CRD in Poultry- Chronic Respiratory Disease is one of the most common respiratory diseases of poultry.The disease occurs when birds infected with Mycoplasma gallisepticum are stressed. The subsequent invasion by secondary bacteria causes the major damage to the bird. The microorganisms of the class Mollicutes (Mycoplasma) were first identified in 1898 as the etiologic agent of the bovine contagious pleuropneumonia (BCPP) & thereafter all similar agents were named pleuropneumonialike (PPLO-like) organisms.
Species Affected by Chronic Respiratory disease (CRD): Poultry,Turkeys,Game Birds,Pigeons, and Passerine Birds of all ages.

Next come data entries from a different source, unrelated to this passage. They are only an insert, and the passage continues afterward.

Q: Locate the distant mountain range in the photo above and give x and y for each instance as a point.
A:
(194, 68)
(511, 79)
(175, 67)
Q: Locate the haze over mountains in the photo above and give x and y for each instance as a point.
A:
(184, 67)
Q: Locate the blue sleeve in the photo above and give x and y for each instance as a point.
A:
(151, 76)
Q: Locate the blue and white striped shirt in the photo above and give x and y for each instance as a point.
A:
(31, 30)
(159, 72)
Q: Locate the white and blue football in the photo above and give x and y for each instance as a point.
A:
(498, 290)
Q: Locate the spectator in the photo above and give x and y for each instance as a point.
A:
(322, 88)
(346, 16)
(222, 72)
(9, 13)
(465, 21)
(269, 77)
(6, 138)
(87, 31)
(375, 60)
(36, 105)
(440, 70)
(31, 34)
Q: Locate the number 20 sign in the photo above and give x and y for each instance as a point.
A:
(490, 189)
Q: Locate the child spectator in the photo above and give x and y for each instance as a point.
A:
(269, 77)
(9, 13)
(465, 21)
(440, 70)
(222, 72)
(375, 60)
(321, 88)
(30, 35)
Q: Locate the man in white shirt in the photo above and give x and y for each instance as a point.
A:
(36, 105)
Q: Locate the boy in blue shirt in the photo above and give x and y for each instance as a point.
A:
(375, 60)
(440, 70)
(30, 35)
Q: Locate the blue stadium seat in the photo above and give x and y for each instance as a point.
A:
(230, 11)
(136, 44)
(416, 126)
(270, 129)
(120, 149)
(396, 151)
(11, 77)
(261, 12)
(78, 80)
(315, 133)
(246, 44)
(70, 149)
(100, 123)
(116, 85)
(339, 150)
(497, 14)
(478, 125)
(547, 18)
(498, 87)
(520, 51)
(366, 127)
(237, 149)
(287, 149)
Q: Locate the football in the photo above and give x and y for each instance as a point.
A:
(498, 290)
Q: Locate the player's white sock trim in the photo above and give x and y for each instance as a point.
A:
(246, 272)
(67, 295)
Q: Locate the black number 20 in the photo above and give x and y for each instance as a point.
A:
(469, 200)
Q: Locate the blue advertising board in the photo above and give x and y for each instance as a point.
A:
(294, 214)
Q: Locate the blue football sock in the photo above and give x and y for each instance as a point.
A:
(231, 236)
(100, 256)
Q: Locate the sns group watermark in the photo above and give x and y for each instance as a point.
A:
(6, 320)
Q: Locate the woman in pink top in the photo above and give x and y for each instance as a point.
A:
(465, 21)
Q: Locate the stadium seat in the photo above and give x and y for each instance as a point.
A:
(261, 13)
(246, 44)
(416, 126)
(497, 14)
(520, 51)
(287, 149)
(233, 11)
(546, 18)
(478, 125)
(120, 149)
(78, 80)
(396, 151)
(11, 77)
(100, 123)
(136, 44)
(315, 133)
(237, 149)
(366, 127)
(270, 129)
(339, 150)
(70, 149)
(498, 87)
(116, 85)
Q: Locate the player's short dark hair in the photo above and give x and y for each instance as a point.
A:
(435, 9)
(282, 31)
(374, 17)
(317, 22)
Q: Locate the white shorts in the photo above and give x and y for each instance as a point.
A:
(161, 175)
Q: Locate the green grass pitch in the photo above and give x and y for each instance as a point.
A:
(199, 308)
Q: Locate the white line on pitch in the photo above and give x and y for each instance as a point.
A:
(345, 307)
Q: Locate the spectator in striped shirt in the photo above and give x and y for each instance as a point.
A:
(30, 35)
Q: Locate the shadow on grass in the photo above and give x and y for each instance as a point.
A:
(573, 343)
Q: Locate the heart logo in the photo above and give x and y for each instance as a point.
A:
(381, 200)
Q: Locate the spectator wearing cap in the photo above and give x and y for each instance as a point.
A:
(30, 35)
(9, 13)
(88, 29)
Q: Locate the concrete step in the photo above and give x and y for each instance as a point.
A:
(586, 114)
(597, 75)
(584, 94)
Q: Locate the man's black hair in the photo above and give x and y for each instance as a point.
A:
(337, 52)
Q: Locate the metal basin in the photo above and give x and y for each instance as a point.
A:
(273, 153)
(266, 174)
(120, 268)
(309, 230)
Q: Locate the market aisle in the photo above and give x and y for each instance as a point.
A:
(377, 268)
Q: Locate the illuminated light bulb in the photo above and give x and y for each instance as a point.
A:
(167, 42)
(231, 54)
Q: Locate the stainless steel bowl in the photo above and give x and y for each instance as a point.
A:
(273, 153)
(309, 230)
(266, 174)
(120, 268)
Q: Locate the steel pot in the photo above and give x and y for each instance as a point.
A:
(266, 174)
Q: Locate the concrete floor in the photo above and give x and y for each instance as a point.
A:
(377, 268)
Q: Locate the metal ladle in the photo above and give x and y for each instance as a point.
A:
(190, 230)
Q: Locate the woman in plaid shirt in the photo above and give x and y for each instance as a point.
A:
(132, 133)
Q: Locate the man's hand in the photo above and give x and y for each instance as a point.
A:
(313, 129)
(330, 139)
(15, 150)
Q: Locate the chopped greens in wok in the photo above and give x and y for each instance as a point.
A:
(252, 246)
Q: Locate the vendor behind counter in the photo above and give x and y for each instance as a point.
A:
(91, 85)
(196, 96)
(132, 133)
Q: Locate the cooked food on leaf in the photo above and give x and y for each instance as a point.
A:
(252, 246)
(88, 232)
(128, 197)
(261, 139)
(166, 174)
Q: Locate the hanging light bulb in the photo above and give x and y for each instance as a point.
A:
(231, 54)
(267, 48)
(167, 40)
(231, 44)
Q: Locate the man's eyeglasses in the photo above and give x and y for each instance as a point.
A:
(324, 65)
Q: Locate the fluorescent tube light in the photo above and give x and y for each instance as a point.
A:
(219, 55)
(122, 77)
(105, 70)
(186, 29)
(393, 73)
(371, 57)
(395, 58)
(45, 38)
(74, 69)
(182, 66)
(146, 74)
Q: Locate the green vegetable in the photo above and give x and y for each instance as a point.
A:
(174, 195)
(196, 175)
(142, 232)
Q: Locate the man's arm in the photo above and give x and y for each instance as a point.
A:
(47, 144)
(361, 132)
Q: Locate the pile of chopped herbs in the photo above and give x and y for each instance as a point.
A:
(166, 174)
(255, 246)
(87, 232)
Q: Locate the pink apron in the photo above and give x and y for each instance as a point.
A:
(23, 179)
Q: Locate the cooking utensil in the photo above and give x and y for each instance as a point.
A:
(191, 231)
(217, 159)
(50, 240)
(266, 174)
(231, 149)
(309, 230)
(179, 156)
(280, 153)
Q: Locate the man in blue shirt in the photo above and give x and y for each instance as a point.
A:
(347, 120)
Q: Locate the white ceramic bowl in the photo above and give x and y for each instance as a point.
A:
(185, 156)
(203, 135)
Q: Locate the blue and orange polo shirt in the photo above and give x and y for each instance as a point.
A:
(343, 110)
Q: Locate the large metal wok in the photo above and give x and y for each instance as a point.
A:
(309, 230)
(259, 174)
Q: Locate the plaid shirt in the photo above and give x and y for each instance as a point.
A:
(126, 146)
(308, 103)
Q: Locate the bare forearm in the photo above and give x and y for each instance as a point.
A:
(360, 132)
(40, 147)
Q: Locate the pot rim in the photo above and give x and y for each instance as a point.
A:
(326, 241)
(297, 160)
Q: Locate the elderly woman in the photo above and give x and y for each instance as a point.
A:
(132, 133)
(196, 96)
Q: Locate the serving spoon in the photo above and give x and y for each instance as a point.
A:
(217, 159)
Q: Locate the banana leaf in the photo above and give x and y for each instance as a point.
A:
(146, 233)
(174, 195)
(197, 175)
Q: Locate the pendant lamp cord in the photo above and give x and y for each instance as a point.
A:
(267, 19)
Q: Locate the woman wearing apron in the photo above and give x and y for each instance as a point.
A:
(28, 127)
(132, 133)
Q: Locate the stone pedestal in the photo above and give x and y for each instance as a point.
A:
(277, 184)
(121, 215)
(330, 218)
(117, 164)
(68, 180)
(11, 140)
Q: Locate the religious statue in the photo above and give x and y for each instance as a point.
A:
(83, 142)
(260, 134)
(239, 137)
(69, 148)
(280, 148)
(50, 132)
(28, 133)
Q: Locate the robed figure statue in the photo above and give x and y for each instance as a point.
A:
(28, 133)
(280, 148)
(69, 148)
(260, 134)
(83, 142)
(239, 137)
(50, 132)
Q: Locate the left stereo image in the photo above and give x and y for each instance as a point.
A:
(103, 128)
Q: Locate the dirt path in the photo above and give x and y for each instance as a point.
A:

CRD in Poultry- Chronic Respiratory Disease' Cause:
The underlying cause of CRD in Poultry is Mycoplasma gallisepticum (MG).The condition is frequently triggered by respiratory viruses such as ND and IB and subsequently complicated by bacterial invasion.The main agents involved in the infection are Mycoplasma gallisepticum and E. coli. Stress caused by moving the birds, by debeaking, other operations/handlings or other unfavourable conditions e.g. cold or bad ventilation, make the birds more susceptible. Avian mycoplasmosis can be caused by several species of Mycoplasma (class Mollicutes, order Mycoplasmatales, family Mycoplasmataceae) including Mycoplasma gallisepticum, M. synoviae, M. meleagridis and M. iowae. M. gallisepticum is the most important pathogen in poultry. It also causes disease in other avian species. M. gallisepticum infections are also known as chronic respiratory disease (CRD) of chickens, infectious sinusitis of turkeys and house finch conjunctivitis. Several strains of M. gallisepticum have been reported, including the R (poultry), P (psittacine) and house finch strains. Strains may vary greatly in their pathogenicity for different species of birds. In one study, budgerigars developed severe disease after experimental infection with the R strain of M. gallisepticum but not the house finch strain.
Etiology Mycoplasma gallisepticum + chronic stress factor + secondary coliform organisms cause respiratory disease Species susceptible Chickens, turkeys, pigeons, ducks,Peafowl and passerine birds. Incidence Very widespread and present in most, if not all commercial flocks. Each batch of new pullets will become infected.
Transmission of CRD in Poultry :
The main problem is that parent birds infected with Mycoplasma gallisepticum can transmit the organism through the egg to their offspring (vertical transmission). In addition, infection can occur by contact or by airborne dust or droplets (horizontal transmission). The incubation period varies from 4 days to 3 weeks.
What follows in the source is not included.